Working with a group of non-governmental organizations, CARE has helped to distribute more than 50,000 pounds of vegetable seeds and 12,000 sets of tool kits to 40,000 vulnerable families. An additional 30,000 tool kits soon will be available to help more families re-establish their livelihoods.

CARE is focusing its recovery efforts on 11 counties in the four worst-affected districts - Puri, Cuttack, Kendrapara and Jagatsinghpur - which experienced heavy flooding and destruction from the more severe cyclone that struck on October 29. Considered the rice and vegetable bowl of the state, the entire coastal area suffered millions of dollars worth of damage to its crops.

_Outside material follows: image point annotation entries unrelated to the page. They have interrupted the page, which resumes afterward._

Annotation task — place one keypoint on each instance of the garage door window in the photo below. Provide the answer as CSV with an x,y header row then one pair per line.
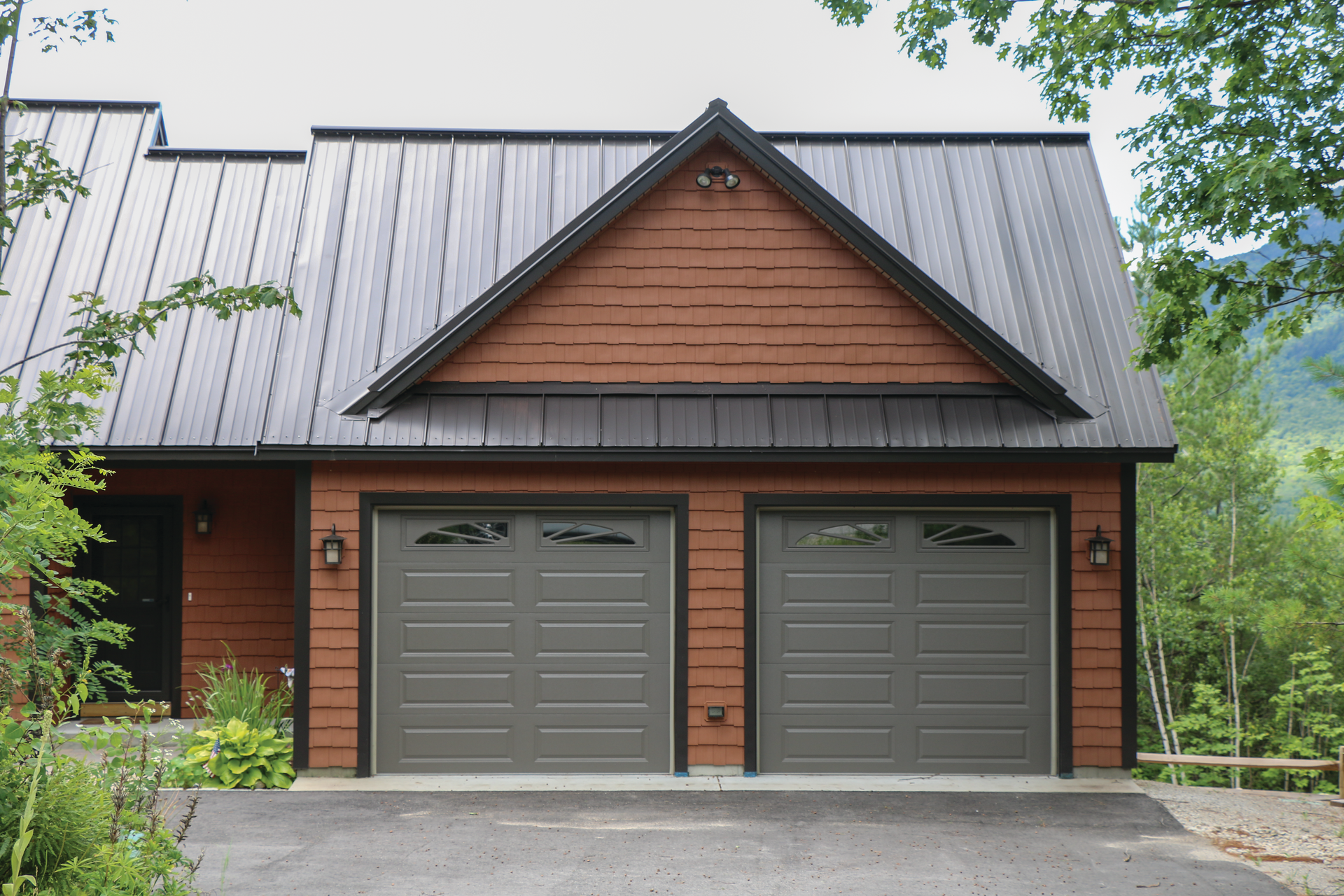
x,y
475,535
974,535
850,535
584,535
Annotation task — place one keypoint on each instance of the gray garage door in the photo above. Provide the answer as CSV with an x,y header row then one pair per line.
x,y
905,643
523,641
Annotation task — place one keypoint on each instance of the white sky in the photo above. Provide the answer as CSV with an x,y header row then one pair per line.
x,y
257,74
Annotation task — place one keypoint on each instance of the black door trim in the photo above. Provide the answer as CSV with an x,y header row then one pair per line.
x,y
168,507
1060,504
371,501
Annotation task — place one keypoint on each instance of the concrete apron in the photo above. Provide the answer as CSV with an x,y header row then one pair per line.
x,y
723,783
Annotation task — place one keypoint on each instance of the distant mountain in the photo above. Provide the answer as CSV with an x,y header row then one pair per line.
x,y
1307,414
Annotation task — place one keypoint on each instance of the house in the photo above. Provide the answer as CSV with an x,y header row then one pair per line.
x,y
717,451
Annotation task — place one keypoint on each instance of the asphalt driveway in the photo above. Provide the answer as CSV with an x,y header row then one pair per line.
x,y
581,844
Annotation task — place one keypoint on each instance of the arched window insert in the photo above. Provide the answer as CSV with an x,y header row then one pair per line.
x,y
584,533
468,535
964,535
850,535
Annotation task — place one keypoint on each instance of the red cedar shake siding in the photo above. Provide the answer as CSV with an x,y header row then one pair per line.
x,y
715,286
715,571
241,575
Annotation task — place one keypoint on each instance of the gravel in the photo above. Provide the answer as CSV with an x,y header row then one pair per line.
x,y
1294,837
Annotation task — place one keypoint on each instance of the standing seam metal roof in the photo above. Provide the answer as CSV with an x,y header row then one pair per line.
x,y
386,237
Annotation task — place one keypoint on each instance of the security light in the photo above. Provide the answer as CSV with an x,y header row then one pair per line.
x,y
204,520
710,175
334,546
1098,550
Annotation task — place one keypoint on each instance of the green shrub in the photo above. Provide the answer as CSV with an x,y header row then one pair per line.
x,y
70,816
239,755
233,694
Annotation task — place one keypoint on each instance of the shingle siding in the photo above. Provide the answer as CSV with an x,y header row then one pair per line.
x,y
715,286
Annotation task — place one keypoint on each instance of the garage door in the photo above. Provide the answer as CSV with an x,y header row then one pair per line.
x,y
523,641
905,643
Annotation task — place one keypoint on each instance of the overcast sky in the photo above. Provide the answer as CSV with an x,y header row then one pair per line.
x,y
257,74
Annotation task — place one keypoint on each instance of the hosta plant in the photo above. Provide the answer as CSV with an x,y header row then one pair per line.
x,y
239,755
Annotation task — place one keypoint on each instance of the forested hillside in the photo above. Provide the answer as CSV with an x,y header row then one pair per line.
x,y
1306,415
1240,606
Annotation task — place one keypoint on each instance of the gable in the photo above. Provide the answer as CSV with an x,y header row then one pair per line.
x,y
695,285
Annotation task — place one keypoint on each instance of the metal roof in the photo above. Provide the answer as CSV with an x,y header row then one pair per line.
x,y
388,237
679,421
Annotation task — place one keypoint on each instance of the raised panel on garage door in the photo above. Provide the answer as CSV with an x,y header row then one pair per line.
x,y
523,641
905,643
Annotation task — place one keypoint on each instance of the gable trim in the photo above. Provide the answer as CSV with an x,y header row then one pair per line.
x,y
385,386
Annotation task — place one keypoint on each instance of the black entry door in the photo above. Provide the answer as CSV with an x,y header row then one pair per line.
x,y
143,566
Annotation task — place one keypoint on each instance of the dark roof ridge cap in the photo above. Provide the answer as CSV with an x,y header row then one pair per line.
x,y
89,104
717,121
293,155
550,133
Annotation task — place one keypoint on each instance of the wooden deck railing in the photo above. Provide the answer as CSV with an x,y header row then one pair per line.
x,y
1246,762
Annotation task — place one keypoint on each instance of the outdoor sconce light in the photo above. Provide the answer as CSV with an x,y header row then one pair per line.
x,y
334,546
204,520
1098,550
710,175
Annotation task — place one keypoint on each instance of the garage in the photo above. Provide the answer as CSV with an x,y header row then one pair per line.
x,y
523,641
906,643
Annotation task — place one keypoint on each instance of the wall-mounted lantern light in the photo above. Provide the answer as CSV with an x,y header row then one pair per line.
x,y
706,179
1098,550
204,520
334,546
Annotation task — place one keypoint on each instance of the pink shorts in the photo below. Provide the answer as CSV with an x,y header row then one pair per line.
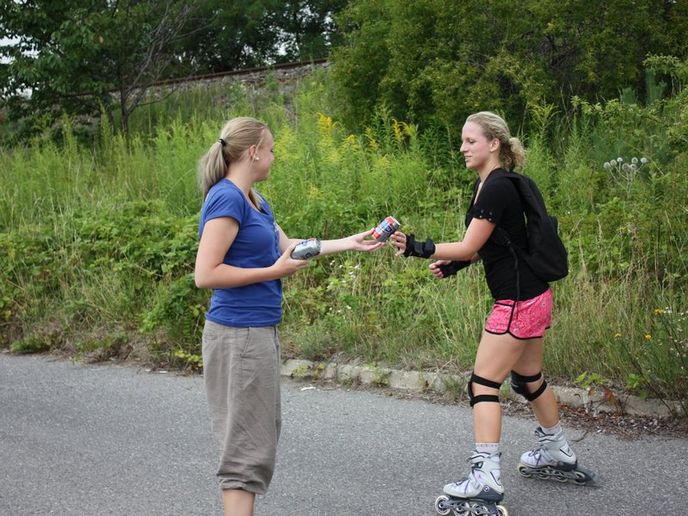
x,y
526,320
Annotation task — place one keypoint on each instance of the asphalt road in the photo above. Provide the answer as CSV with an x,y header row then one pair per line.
x,y
102,439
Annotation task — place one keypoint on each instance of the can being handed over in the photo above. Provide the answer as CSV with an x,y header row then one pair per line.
x,y
306,249
385,229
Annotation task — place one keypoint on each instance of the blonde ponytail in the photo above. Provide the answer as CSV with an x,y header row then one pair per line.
x,y
235,138
512,154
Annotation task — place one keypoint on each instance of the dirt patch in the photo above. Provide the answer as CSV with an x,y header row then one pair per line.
x,y
620,425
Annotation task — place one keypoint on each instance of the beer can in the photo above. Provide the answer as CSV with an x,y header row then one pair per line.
x,y
385,229
306,249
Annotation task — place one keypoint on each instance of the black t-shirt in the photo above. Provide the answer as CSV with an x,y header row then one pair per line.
x,y
500,203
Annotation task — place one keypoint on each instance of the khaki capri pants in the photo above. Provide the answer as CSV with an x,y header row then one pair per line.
x,y
241,369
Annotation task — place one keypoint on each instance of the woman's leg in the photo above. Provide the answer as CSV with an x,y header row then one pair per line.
x,y
545,406
238,502
494,361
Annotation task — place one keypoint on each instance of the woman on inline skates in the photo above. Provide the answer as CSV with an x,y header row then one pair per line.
x,y
512,342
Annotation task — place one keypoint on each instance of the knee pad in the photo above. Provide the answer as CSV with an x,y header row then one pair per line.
x,y
518,384
493,398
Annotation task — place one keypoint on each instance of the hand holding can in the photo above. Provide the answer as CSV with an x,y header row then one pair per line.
x,y
306,249
385,229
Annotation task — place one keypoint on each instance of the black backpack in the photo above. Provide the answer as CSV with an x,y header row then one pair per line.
x,y
546,256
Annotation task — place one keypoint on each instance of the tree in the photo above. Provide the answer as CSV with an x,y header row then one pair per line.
x,y
78,56
436,61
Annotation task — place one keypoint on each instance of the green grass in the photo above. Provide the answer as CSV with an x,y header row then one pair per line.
x,y
105,236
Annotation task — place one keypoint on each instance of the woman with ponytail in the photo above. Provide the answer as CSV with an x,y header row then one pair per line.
x,y
242,256
512,342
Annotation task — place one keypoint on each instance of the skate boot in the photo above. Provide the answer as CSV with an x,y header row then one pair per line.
x,y
553,459
478,494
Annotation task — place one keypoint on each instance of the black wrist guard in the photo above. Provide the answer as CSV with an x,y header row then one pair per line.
x,y
420,249
453,267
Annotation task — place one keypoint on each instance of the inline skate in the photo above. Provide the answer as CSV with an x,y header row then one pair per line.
x,y
478,494
553,459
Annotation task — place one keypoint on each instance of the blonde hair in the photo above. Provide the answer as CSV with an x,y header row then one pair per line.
x,y
511,152
235,138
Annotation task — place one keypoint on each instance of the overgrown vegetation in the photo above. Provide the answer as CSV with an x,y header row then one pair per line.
x,y
102,240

Orissa's nearly 300 miles of coastline along the Bay of Bengal is home to a large fishing community. Some 40,000 fishing families lost everything - including their boats and equipment - during the second cyclone which generated 160 mile-per-hour gusts of wind and 20-foot high waves.

CARE is helping the fishing communities purchase and build boats by organizing them into groups to share resources. To obtain a boat, groups of five families pool their money together and CARE funds the difference in cost. CARE also is providing the fishers with fishing nets.

"By using this system, 300 boats are able to help 1,500 families regain their livelihoods," notes Hassan. "This way CARE can maximize impact and reach more people."

The cyclones severely affected the lives of some 15 million people, leaving more than 10,000 people dead and more than 7 million people homeless.

CARE is one of the world's largest private relief and development organizations, with projects in more than 60 countries. CARE's work in India began on March 6, 1950. It now implements projects in nutrition, health care, small enterprise development and basic and girls' education, and provides emergency relief as needed. CARE's offices in India have a staff of 475. They work in eight states: Andhra Pradesh, Bihar, Madhya Pradesh, Maharashtra, Orissa, Rajastan, Uttar Pradesh and West Bengal. CARE also works in the neighboring countries of Bangladesh and Nepal.